Alguma vez já lhes passou pela cabeça
pararem para pensar em quantas vezes ouviram alguém, que esteja lhes atendendo,
pronunciar a seguinte frase: "O sistema está com problemas.". Pois
é! Será que o fato de resultarem de soluções desenvolvidas sem o entendimento
do problema explica a infinidade de vezes em que a frase - "O sistema está com
problemas."
é pronunciada? Na condição de quem durante 3,5 décadas atuou como um autêntico
analista de sistemas, asseguro-lhes que sim.
Entender as informações inerentes às
atividades dos usuários, mas também suas relações com informações inerentes a
outras atividades com as quais elas interagem, eis uma condição imprescindível
para encontrar a solução para um problema proposto a um analista de sistemas.
Analogamente, entender não só as coisas facilmente visíveis, mas também suas relações
com outras coisas com as quais elas interagem, eis uma condição imprescindível
para encontrar a solução para todo e qualquer problema proposto a cada um de
nós como indivíduos ou a todos nós como coletividade por essa coisa denominada
vida.
Vocês já ouviram falar em raciocínio sistêmico? É a imprescindibilidade
desse raciocínio que está implícita nas duas primeiras frases do parágrafo
anterior. O raciocínio do qual precisamos para tornarmo-nos capazes de entender
qualquer coisa. É sobre ele que falam as postagens - O
Raciocínio Sistêmico (14.02.2011), Consequências
do desconhecimento do raciocínio sistêmico (16.02.2011), Considerações
finais sobre o raciocínio sistêmico (19.02.2011) - e o livro citado
três parágrafos acima, do qual extraí o próximo parágrafo.

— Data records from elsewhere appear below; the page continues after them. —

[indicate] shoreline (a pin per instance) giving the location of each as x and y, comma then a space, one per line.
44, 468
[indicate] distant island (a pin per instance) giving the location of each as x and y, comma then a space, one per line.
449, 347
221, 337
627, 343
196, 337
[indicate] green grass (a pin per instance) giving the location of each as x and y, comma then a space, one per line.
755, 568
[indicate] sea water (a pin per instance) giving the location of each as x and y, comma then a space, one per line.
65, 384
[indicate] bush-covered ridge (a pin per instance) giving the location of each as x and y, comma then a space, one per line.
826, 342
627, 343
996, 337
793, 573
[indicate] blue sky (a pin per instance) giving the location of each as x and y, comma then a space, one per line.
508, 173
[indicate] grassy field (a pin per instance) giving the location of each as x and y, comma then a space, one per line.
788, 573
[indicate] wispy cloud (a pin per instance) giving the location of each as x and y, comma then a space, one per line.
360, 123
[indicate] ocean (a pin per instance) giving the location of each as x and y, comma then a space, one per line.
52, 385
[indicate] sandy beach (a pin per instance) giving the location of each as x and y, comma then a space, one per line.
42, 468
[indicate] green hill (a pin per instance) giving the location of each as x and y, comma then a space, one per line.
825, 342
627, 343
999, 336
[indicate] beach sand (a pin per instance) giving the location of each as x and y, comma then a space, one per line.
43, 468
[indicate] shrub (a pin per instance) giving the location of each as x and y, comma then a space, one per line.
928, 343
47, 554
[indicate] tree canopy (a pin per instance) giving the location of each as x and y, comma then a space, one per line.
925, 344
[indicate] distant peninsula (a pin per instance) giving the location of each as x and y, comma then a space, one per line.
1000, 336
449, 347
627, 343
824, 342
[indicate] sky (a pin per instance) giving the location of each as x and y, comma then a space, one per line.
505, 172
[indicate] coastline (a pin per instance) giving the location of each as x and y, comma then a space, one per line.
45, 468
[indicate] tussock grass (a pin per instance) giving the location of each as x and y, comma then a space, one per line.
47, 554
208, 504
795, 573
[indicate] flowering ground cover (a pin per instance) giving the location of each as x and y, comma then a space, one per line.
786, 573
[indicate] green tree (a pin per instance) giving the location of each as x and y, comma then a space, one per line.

"Desde a mais tenra idade, nos ensinam a dividir os problemas, a fragmentar o mundo, o que parece ter o dom de facilitar tarefas e questões complexas. Mas o preço que pagamos por isso é enorme, pois deixamos de ver as consequências de nossos atos e perdemos a noção de integração com o todo maior. (...) As técnicas e ideias apresentadas neste livro destroem a ilusão de que o mundo é composto por forças separadas, não relacionadas entre si."
"Destruir a ilusão de
que o mundo é composto por forças separadas, não relacionadas entre si; possibilitar-nos
ver as consequências de nossos atos e recuperar a noção de integração com o
todo maior", e dessa forma tornar-nos capazes de entender
o que acontece ao nosso redor, eis o primeiro dos inestimáveis benefícios proporcionado
pelo uso do raciocínio sistêmico.
Possibilitar-nos ver não só as
consequências de nossos atos, mas até mesmo as dos atos daqueles que nos
antecederam, pois, por mais incrível que pareça, todos os eventos ocorridos
estão interligados no tempo e no espaço. E ao fazer esta afirmação em uma
postagem intitulada Entender é preciso,
aquele método que me persegue (o das recordações sucessivas) leva-me a recordar
aqui uma postagem publicada há não muito tempo. "Como saber quem você é, se você não entende de onde veio?", eis o título da postagem
publicada em 16 de dezembro de 2019.
Se não se entender de onde se
veio torna impossível saber quem se é, será que não saber quem se é torna
impossível entender para onde se irá? No meu entender, sim, o que deveria
despertar em nós o interesse em saber quem somos.
Sim, Entender é preciso -, pois, como diz o título da postagem anterior
- Para superar o (a) ... é preciso
entendê-lo (a). Porém, considerando que a finalidade de entender deve ser
aprender e a agitação que assola esta insana civilização (sic), esforcemo-nos
para entender com calma, pois como disse Alexander Pope, "Algumas pessoas nunca
aprendem nada porque entendem tudo muito depressa".